Nicola Scafetta a écrit une brochure? Et pourquoi pas un article publié dans une revue scientifique?
Parce que sa brochure ne sera pas lue par d'autres scientifiques, alors qu'un article publié dans une revue scientifique devra passer l'épreuve du comité de lecture. D'ailleurs la dite brochure, que vous pouvez trouver ici : http://www.fel.duke.edu/~scafetta/pdf/2005GL025539.pdf ne comporte que des affirmations et n'a rien d'une publication scientifique, ce n'est qu'un catalogue d'affirmations, fausses d'ailleurs. En effet sur cette courbe, http://idata.over-blog.com/2/98/39/03/radmagncorrige.jpg, que nous vous avons déjà présentée, et qui elle a fait l'objet d'une publication scientifique et a passé l'épreuve du comité de lecture, nous voyons nettement que l' éclairement solaire relevé par satellite chute de +1 à -2 entre 2000 et 2010 la décennie la plus chaude depuis 50ans et, passe de 0 à -2 depuis 1950, le flux inversé de rayonnement cosmique pour tenir compte de l'effet sur les nuages passe de +1,5 à -05 entre 2000 et 2009, l'activité géomagnétique, entre 2000 et 2010, passe de 0 à -2,7 et idem de 1950 et 2010.

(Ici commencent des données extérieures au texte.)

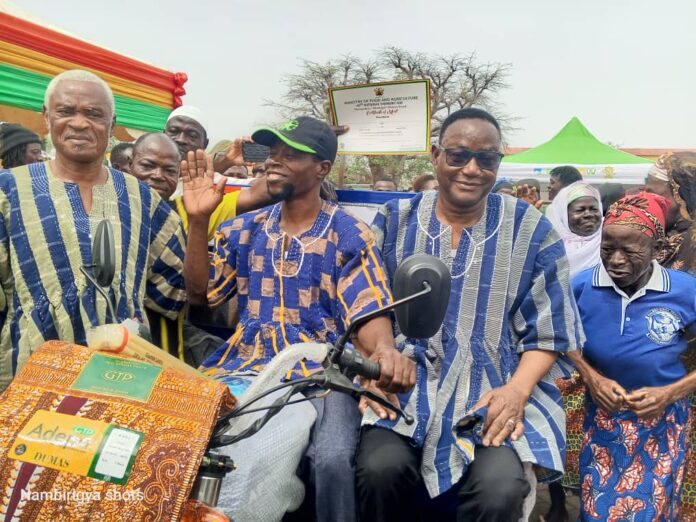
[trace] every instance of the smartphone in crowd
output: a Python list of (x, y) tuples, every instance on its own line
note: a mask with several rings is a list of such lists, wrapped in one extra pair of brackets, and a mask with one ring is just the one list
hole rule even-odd
[(270, 153), (271, 148), (266, 145), (260, 145), (252, 141), (245, 141), (242, 143), (242, 158), (244, 158), (244, 163), (261, 163), (262, 161), (266, 161)]

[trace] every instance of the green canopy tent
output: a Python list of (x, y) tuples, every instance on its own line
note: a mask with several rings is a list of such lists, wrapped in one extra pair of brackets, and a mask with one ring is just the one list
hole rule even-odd
[(652, 161), (620, 151), (599, 141), (573, 117), (546, 143), (503, 159), (499, 176), (548, 181), (549, 171), (573, 165), (594, 183), (642, 184)]

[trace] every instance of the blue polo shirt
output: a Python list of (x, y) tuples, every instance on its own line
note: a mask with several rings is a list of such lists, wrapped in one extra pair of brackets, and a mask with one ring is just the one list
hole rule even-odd
[(686, 375), (680, 356), (696, 321), (696, 277), (653, 261), (648, 283), (628, 297), (600, 263), (572, 284), (587, 336), (583, 356), (595, 369), (628, 391)]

En conséquence, la tendance moyenne du forçage radiatif du soleil, en tenant compte de la rotondité de la terre et de l'Albedo, chute de 0,3W/m² entre 1950 et 2010.
Sur ce site climato-sceptique: http://climat-sceptique.over-blog.com/article-2405045.html, Nicola Scaffeta, interrogé, répond tout de même: " Bien que le forçage climatique induit par l’homme puisse avoir joué progressivement un rôle dominant dans les changements climatiques, l’impact de l’activité solaire est également déterminant." Très climato sceptique cette remarque!!!
- Nir Shaviv
Astrophysicien à l'université hébraïque de Jérusalem : "La vérité est probablement quelque part entre [l'opinion commune et les sceptiques], avec des causes naturelles étant probablement plus importante au cours du siècle passé, alors que les causes anthropiques seront probablement plus dominante au cours du siècle prochain. ... Un tiers ou presque du réchauffement du siècle passé doit être attribuée à l'activité solaire accrue et le reste à des causes anthropiques. Son opinion est basée sur des procurations de l'activité solaire au cours des quelques derniers siècles." (Il faudrait transmettre ces documents à Nicola Scarfetta).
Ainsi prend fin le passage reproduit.